Even achieving strong consensus might not be enough. There are traditional Enterprise political hurdles that can be identified and overcome. Startups competing with entrenched incumbents (rarer in AI as an emerging category, but becoming more prevalent as software/SaaS providers add AI capabilities) often don’t fully understand the games that are played within these organizations. Cementing the mobilizers and proving the business benefits of any solution, let alone a new AI solution, is critical — entrepreneurs need to arm themselves to overcome the inertia and politics that play against them.

Connection — Build Both Rational and Emotional Commitment to a Common Solution

The starting point in reducing complexity and building consensus is to identify common ground or connection among stakeholders. If you are selling AI-focused solutions you will encounter at least the CIO, the CFO, a business unit leader or leaders, and the procurement team, who all have overlapping, though distinct and sometimes conflicting, interests. Helping those stakeholders connect the dots between their shared interests will set the stage for lower complexity and higher consensus and make it easier and less risky for mobilizers to advocate on your behalf. We see successful AI leaders taking a couple of powerful approaches that help teams see what unites versus divides them.

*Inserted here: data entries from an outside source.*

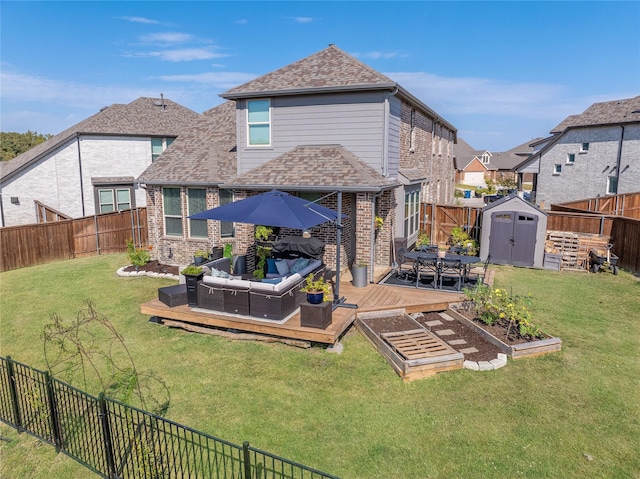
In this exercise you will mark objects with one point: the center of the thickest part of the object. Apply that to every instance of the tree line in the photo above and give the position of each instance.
(13, 144)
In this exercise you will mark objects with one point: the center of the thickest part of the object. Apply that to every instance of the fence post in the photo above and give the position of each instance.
(106, 434)
(247, 460)
(14, 395)
(53, 412)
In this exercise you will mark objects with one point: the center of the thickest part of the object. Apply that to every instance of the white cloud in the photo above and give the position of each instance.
(139, 20)
(167, 38)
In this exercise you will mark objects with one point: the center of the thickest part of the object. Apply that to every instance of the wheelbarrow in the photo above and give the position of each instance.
(603, 260)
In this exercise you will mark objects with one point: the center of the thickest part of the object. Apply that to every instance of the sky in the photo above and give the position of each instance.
(502, 73)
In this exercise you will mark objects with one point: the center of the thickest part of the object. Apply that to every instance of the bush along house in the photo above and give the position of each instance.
(325, 124)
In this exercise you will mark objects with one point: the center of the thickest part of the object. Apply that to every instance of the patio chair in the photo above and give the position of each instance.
(427, 268)
(478, 273)
(404, 273)
(451, 269)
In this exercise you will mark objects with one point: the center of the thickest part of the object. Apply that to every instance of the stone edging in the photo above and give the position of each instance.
(122, 272)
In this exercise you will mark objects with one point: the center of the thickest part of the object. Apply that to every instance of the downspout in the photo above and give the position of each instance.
(619, 159)
(385, 139)
(80, 171)
(372, 254)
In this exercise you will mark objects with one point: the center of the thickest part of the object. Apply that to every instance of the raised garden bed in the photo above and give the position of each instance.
(517, 348)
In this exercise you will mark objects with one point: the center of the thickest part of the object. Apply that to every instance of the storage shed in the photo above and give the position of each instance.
(513, 232)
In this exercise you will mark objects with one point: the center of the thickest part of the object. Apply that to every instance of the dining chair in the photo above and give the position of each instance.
(451, 269)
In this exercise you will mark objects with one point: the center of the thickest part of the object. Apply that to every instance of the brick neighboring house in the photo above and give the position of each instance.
(595, 153)
(91, 167)
(473, 166)
(323, 124)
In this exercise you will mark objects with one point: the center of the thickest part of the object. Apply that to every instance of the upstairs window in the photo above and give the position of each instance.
(197, 203)
(158, 145)
(226, 227)
(172, 211)
(259, 122)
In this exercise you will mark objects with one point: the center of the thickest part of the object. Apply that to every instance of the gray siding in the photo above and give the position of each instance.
(353, 120)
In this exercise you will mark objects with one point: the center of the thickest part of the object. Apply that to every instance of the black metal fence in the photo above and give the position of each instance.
(118, 441)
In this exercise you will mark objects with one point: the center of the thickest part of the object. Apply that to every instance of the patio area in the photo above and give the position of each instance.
(373, 297)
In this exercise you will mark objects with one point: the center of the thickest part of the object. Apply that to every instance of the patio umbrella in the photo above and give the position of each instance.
(272, 208)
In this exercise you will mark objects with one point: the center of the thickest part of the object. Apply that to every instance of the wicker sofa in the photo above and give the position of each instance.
(261, 299)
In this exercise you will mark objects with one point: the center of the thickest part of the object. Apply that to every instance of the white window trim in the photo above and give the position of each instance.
(269, 123)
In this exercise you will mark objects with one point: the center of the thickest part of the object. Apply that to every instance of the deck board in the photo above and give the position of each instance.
(373, 297)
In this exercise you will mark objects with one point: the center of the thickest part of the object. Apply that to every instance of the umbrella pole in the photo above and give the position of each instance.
(337, 300)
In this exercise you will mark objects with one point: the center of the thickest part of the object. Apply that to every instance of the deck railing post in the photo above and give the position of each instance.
(14, 395)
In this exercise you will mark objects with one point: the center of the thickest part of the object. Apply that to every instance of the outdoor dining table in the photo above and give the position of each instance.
(421, 259)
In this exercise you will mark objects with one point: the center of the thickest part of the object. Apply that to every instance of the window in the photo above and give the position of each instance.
(158, 145)
(172, 211)
(411, 213)
(226, 227)
(197, 203)
(113, 198)
(259, 122)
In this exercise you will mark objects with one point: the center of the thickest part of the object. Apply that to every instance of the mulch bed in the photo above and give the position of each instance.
(154, 267)
(486, 350)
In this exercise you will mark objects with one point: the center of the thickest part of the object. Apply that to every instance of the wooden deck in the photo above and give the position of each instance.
(374, 297)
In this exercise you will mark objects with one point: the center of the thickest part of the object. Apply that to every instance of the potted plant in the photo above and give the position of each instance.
(359, 274)
(192, 275)
(317, 290)
(200, 257)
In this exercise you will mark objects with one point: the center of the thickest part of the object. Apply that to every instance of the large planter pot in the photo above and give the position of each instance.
(360, 277)
(192, 288)
(315, 298)
(516, 351)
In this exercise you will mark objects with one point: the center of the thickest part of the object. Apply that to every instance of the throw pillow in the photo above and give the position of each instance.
(299, 265)
(283, 267)
(271, 266)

  1. Creating Common Language and Brand — Leaders get teams aligned around definitions and language that create both common meaning and excitement around the AI solution. We have seen AI sales leaders create really dynamic project branding and messaging that speaks deeply to the company’s unique problem and solution and gets people excited and motivated to move forward. This connection between building both a rational and emotional commitment to the proposed solution is potentially much more powerful than either one on its own.
  2. Delivering Collaborative Learning — Helping leaders and their teams understand what AI can do for their business by learning together. One leading company provides an AI maturity model assessment that helps companies understand their readiness to pursue AI solutions across people, process, and technologies. Another offers a one-day leadership team AI workshop and tools, such as a configurable ROI model or starter business case to help them develop them collaborative learning working through the specifics.

Selling technology solutions, particularly those that are AI-based, in competitive markets is always challenging. Companies proactively managing the perception and reality around complexity, increase buying group consensus, and build buyer connections are winning more, larger-sized and longer-term deals in the market. There is a real opportunity for AI companies to up-level their go-to-market strategy and execution along these three dimensions, even matching the value of innovation present in their technology. As this occurs and the market matures, we expect to see even more compelling enterprise AI companies succeed.